THEY think it will just go away. English Tories, and maybe some of their Scottish colleagues too – seem to believe that demand for independence will just evaporate.
It’s as if they view Scottish nationalists as overexcited pre-schoolers who’ll soon tire themselves out. They might be right; stranger things have happened. After all, support for a sovereign Scottish state has proven pretty fickle over decades, even centuries.
It has been at its current altitudes, with half the country or so backing it in the polls, several times before. That includes on the eve of Devolution and a year before the SNP’s 2007 Holyrood breakthrough. Yet Scotland remains part of the UK. Hence the complacency that political gravity applies to independence as much as it does to everything else, that what goes up must go down.
Read more by David Leask: https://www.heraldscotland.com/news/18563303.british-nationalism-taking-place-traditional-unionism/
These last few weeks have seen Tory leadership hopefuls clamour to say how much they value the Union. Mostly by saying the current constitution should not be put to a democratic test any time soon. Penny Mordaunt vowed to smash what she called the Yellow Wall, the SNP’s electoral grip on Scotland, but did not say how.
The fact that she did so by tweaking a narrative about English provincial politics, about the old Labour seats of the North, was maybe telling, but not fatally so for her electorate, the largely southern membership of the Conservative party.
Tories down south are all for the Union. As long as all that means is saying “No”, or “Not now”, to indyref2 and not making any kind of meaningful compromise, say ditching Brexit, to keep Scotland, Northern Ireland and Wales. There will be a good few staunch unionists north of the border, and even more lip-service pro-UK voters down south, for whom that is enough.

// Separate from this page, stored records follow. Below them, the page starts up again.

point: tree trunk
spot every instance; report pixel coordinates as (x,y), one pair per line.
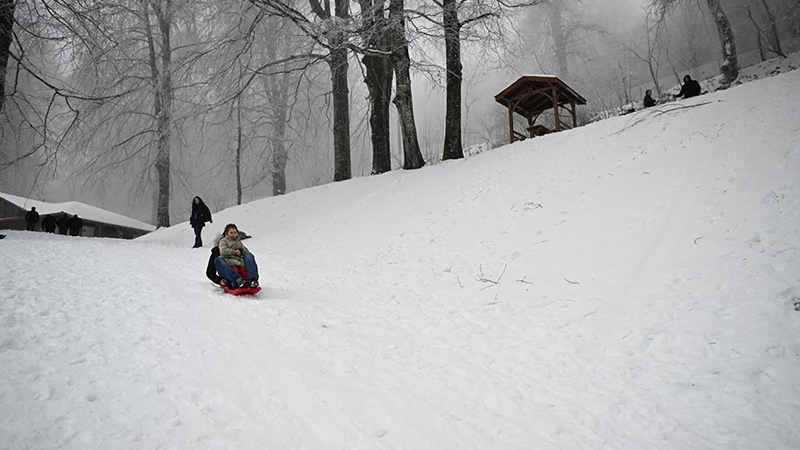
(239,149)
(6,37)
(162,103)
(775,36)
(277,93)
(378,79)
(759,39)
(453,148)
(280,111)
(341,110)
(165,119)
(341,94)
(730,60)
(403,97)
(559,37)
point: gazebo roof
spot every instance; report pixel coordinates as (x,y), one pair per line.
(87,212)
(531,94)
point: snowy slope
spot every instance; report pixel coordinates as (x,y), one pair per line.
(628,284)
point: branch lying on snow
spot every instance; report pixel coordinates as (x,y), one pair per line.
(482,278)
(523,280)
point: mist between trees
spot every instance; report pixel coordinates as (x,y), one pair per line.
(138,105)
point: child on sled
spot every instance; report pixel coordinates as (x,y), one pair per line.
(233,257)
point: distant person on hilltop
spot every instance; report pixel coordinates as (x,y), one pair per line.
(648,99)
(63,225)
(75,224)
(200,215)
(690,88)
(31,218)
(49,224)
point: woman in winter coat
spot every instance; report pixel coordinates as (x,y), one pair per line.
(233,253)
(200,215)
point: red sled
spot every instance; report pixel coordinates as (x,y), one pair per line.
(242,291)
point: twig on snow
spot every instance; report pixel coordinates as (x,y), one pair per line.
(524,281)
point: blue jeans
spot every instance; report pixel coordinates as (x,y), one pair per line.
(225,271)
(198,240)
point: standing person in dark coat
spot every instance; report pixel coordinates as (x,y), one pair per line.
(200,215)
(648,99)
(49,224)
(63,225)
(75,224)
(690,88)
(31,218)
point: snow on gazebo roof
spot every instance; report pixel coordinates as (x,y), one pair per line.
(84,211)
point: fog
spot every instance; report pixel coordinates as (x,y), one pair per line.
(48,153)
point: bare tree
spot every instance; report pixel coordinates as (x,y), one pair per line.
(730,60)
(401,61)
(651,54)
(378,78)
(6,37)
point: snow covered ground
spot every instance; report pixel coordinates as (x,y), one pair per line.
(625,285)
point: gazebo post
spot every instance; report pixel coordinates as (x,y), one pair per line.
(511,121)
(574,114)
(555,109)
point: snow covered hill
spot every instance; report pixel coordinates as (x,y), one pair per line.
(629,284)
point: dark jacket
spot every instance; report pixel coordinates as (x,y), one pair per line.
(63,224)
(200,214)
(31,217)
(690,89)
(75,224)
(49,224)
(227,250)
(211,270)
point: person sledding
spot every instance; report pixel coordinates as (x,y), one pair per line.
(235,265)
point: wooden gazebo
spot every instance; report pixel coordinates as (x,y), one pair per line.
(532,95)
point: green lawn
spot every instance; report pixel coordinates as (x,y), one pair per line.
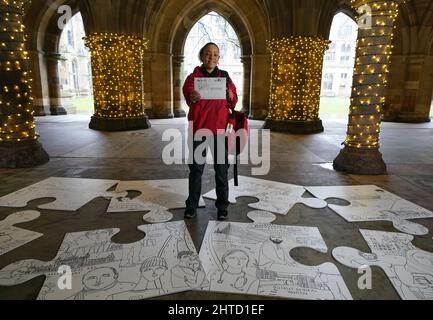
(329,107)
(334,107)
(82,104)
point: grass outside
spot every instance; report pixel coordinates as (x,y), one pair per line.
(329,107)
(81,105)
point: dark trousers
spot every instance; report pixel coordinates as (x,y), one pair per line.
(221,177)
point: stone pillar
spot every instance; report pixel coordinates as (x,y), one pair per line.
(295,84)
(117,70)
(360,154)
(18,140)
(39,89)
(177,87)
(147,84)
(52,61)
(260,75)
(410,89)
(246,61)
(162,88)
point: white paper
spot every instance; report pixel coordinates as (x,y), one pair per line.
(211,88)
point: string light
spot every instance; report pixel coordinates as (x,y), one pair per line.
(16,104)
(374,48)
(117,74)
(296,77)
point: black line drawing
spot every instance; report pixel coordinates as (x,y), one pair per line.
(255,259)
(102,269)
(409,268)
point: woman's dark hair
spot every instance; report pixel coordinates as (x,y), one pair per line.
(200,54)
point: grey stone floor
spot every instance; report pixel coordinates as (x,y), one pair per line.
(77,151)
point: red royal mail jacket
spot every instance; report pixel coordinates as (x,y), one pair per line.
(209,114)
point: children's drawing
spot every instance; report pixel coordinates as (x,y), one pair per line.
(104,270)
(409,269)
(255,259)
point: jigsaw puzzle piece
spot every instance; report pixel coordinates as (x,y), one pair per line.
(164,262)
(70,193)
(273,196)
(12,237)
(371,203)
(255,259)
(409,269)
(170,194)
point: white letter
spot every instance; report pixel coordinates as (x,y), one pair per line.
(265,159)
(65,280)
(172,153)
(364,282)
(365,20)
(67,15)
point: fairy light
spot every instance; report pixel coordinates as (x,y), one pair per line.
(374,48)
(296,77)
(117,74)
(16,104)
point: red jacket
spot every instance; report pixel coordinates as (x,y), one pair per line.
(208,114)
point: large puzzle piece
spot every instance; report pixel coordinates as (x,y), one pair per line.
(276,197)
(164,262)
(155,195)
(371,203)
(409,268)
(12,237)
(255,259)
(70,193)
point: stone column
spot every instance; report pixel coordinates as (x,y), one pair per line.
(52,62)
(117,70)
(260,75)
(360,154)
(162,87)
(18,140)
(295,84)
(177,86)
(246,61)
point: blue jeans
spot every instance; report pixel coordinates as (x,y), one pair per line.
(221,177)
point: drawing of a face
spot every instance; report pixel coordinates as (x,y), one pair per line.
(100,278)
(236,259)
(99,236)
(153,273)
(368,256)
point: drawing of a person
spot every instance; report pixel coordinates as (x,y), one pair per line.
(101,284)
(234,274)
(188,273)
(150,284)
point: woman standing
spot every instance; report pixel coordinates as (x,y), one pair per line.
(212,115)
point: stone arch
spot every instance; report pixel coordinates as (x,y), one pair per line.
(169,29)
(171,37)
(43,45)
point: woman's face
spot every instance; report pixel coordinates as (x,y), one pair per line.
(210,57)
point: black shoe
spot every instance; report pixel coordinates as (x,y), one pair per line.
(190,214)
(222,215)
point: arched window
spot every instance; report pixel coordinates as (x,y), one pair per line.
(338,65)
(75,70)
(214,28)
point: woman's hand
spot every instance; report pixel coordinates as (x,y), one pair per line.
(231,95)
(194,97)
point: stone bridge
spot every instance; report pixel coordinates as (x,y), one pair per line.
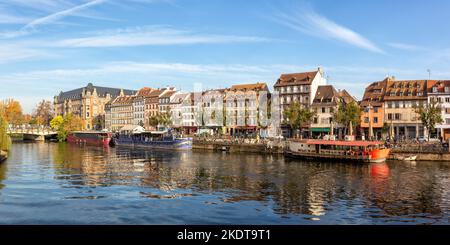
(33,133)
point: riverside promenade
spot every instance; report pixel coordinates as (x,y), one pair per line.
(242,145)
(433,151)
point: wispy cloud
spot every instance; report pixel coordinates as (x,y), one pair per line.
(45,6)
(11,52)
(407,47)
(61,14)
(311,23)
(152,35)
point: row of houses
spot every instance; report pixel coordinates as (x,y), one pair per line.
(237,110)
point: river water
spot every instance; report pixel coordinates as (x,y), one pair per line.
(50,183)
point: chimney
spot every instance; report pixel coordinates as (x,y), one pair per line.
(320,70)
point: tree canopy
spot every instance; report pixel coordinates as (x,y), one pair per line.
(430,115)
(43,113)
(65,125)
(347,113)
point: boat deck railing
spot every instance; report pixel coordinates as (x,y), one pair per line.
(334,154)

It is surely not, not for anybody who really values the British state. Would actual unionists not have more of a plan? Some kind of solution that doesn’t depend on blocking a referendum long enough for their opponent to tire out?
It seems not. There’s a question the Conservative wannabes are not being asked: what is your long-term strategy for keeping the three not-English nations in the UK? Indyref-blocking isn’t a strategy. It’s a delaying tactic, a throw-of-the-dice gamble that “not now” will hold for a year or two, maybe a little longer.
We would know that English Tories were serious about the Union if their leadership candidates (all potential future PMs) were being badgered, in detail, about Union strategy at every interview and hustings. And if nobody tolerated a response that amounted to kicking indyref2 in to the long grass.
At least one candidate, Tom Tugendhat, rehearsed some classic unionist talking points.
The half-French former Remainer last week in eight paragraphs in The Times essentially said the UK was a great “nation” because it was “four nations”. Crucially, he faced no meaningful pressure to elaborate on what this should mean for strategy.
His old school pro-UK patter was once the established theology of the union state, of a nation of nations, at least in Scotland. Now it feels noteworthy enough to record for print. At least for me. His milquetoast unionism, of course, counters a more muscular, more nationalistic proposition of the UK as a “nation state” currently being pushed by some of his rivals and their followers.
Ciarin Martin, the former very senior civil servant who helped fix the Edinburgh Agreement for Indyref1, came up with a memorable line about that new trend. “Unionists need to decide whether they want to save the Union by convincing enough people to support and cherish it or by hardline legal tactics,” he wrote last year. “It’s one or the other. This new ‘muscular’ unionism feels more like ‘know-your-place’ unionism.”
Pro-UK politics, reeling from the end of old certainties and the rise of the SNP, has been in an intellectual crisis for more than a decade. There may be signs of recovery, of new thinking from those, for example, around Labour’s Gordon Brown, the former UK premier. (Yeah, sure, many Scottish nationalists will groan when they read that name. They should not; their complacency is misplaced.)
Maybe unionist thinkers will use legal and court delays to an referendum to come up with a smart way to reimagine Britain? It won’t be easy. Brainboxes aren’t kidding when they say that leaving the EU poses an existential threat to the UK union.
So far it does not look like new ideas to save the Union will emerge from Tory leadership hopefuls. Too may of them remain wrapped in their flag, appealing to their base rather than trying to get their heads around SNP or Green voters.
Read more by David Leask: https://www.heraldscotland.com/news/19118720.independence-support-independence-changed-face-unionism/
Muscular unionists want everybody to be British. The reality of three out of five Scottish residents identifying as Scottish-only should put an end to that fantasy. And yet they cling to it. Which brings me to the question that is never asked in Tory circles: How does the UK state make those who do not feel very British content to be its citizens? This should not be impossible. It has worked before, here and elsewhere. Multi-national states can survive.
In Ireland there is tentative, careful talk about how, if there is ever re-unification, the Republic would accommodate, nurture and respect northern unionists. In England, as Conservatives choose a new PM, why is there no conversation about how they do the same for northern nationalists?